Fun Fact Friday: The Dow Jones Transportation Average is actually the oldest US stock market index in existence, even older than the more-popular Dow Jones Industrial Average. Charles Dow developed the index, originally called the Dow Jones Railroad Average, all the way back in 1884 and it was originally comprised of just nine railroad stocks and two non-rail companies.
Now certainly stock indexes and the Dow Transports have evolved significantly in the past 130 years, and you might be questioning the relevance of transportation stocks in a world where information moves at the speed of light and commerce increasingly happens online. We’ll concede that the performance of industries such as semiconductors or even old-school financials might be better tells for Dow’s “confirmation theory” these days, where one looks for new highs in another index or average to “confirm” a high in the primary one. However, we think that the Dow Jones Transportation Average might be one of the most important charts in the world right now, and might offer key insight to the next major move in the broad market.
As shown in the LPL Financial Chart of the Day, the Transports have coiled into just a 6% range for the past 3 months, but held above their rising 200-day moving average. The consolidation comes after a historical 15-week winning streak that ended in early May. We believe the recent pause was well overdue and isn’t necessarily indicative of underlying weakness in the stocks or the economy.

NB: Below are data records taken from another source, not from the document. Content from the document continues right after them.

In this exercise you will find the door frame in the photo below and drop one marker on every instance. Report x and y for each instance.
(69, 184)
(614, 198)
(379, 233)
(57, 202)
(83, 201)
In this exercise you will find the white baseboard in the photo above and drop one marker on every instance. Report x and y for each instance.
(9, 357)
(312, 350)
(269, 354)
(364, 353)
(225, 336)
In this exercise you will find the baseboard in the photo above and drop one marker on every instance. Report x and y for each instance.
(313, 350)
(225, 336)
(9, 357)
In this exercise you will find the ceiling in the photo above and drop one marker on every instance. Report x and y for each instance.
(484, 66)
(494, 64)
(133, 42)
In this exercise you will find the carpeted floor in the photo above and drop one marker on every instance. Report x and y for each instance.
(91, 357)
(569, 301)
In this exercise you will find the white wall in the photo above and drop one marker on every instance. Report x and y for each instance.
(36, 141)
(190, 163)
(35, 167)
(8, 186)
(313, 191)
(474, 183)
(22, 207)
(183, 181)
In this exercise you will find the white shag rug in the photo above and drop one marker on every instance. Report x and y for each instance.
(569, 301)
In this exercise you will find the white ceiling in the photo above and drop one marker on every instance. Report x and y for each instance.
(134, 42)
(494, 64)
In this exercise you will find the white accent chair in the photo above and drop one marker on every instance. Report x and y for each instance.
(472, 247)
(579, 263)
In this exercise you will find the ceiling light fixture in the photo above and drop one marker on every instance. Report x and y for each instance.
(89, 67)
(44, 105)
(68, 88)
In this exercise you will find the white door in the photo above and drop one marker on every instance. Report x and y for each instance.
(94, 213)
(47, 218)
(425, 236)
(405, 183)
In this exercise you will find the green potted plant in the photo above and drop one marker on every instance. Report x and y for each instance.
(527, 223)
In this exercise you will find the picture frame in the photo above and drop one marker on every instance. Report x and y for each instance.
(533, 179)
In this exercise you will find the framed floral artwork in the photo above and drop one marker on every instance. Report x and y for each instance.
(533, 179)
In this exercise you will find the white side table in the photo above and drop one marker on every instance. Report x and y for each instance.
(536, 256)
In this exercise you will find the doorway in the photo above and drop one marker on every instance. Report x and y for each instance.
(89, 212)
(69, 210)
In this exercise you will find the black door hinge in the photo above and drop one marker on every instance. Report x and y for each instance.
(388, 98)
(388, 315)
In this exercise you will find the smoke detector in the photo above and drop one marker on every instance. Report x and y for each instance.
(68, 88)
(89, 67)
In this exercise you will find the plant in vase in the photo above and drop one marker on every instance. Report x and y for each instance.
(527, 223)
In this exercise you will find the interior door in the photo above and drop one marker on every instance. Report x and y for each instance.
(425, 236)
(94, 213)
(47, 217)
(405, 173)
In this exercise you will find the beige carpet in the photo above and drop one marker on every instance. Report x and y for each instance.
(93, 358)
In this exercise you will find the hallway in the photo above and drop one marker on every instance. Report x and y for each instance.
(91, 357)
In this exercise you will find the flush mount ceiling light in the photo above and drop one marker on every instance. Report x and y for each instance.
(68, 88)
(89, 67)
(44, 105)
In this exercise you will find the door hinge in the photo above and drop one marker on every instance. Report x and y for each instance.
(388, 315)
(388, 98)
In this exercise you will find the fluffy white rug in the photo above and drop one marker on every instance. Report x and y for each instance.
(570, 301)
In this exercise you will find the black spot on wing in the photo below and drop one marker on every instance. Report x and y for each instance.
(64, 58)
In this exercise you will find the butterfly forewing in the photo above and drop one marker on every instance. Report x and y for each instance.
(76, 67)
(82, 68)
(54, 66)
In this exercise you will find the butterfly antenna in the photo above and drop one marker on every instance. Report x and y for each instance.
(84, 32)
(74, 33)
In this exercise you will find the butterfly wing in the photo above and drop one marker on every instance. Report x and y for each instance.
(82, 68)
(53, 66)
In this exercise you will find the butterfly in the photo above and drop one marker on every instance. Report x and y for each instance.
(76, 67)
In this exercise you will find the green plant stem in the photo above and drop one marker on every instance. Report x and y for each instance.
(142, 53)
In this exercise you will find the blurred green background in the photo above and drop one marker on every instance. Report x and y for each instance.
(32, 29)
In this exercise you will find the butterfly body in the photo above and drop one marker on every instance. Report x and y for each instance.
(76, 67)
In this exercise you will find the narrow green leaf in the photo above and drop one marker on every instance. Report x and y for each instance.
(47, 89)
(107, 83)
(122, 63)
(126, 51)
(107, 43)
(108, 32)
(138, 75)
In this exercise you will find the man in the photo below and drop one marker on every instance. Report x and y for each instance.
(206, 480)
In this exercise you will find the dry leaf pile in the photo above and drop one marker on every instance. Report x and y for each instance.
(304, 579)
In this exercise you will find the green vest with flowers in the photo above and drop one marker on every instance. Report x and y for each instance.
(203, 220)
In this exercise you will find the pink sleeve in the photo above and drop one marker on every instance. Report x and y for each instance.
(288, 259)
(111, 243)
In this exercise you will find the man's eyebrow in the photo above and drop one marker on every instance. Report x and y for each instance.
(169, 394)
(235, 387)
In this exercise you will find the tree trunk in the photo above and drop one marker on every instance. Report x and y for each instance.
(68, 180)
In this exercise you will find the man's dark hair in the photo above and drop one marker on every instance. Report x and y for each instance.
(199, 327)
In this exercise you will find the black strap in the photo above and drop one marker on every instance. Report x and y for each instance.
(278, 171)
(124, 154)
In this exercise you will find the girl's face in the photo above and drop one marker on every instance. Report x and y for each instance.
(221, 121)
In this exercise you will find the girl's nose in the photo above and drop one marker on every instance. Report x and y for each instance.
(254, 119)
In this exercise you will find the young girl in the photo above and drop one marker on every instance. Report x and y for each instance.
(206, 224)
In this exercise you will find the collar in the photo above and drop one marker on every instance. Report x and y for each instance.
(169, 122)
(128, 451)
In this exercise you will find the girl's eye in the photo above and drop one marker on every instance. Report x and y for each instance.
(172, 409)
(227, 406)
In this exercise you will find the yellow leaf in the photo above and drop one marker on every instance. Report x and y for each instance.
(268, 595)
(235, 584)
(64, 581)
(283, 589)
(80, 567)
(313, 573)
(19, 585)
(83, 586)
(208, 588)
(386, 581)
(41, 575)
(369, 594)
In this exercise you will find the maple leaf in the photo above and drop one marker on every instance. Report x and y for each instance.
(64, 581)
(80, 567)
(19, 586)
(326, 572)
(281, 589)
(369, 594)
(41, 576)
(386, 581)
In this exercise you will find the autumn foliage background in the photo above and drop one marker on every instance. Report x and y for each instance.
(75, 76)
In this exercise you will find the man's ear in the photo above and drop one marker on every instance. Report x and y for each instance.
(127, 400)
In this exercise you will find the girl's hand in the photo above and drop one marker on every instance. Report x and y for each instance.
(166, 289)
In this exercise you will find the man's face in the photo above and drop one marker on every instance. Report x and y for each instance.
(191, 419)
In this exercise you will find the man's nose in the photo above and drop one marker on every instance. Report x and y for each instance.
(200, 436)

“Our belief is that the transports are most likely to resolve higher in the direction of the underlying trend” said LPL Financial Chief Market Strategist Ryan Detrick. “However, whichever way the average break out of this range is likely to be in conjunction with the broader indexes and we know that September can be a rocky time of year.”
The specific levels we are watching on the Transportation Average are the July highs at 15,081 and recent lows just above 14,000. If we were to break lower, we don’t think this would set the market up for a significant fall, just a sign that the 2021 run of no 5% pullbacks in the S&P 500 is more likely to end. However, we continue to favor stocks over bonds and would likely use any equity weakness in the near-term opportunistically.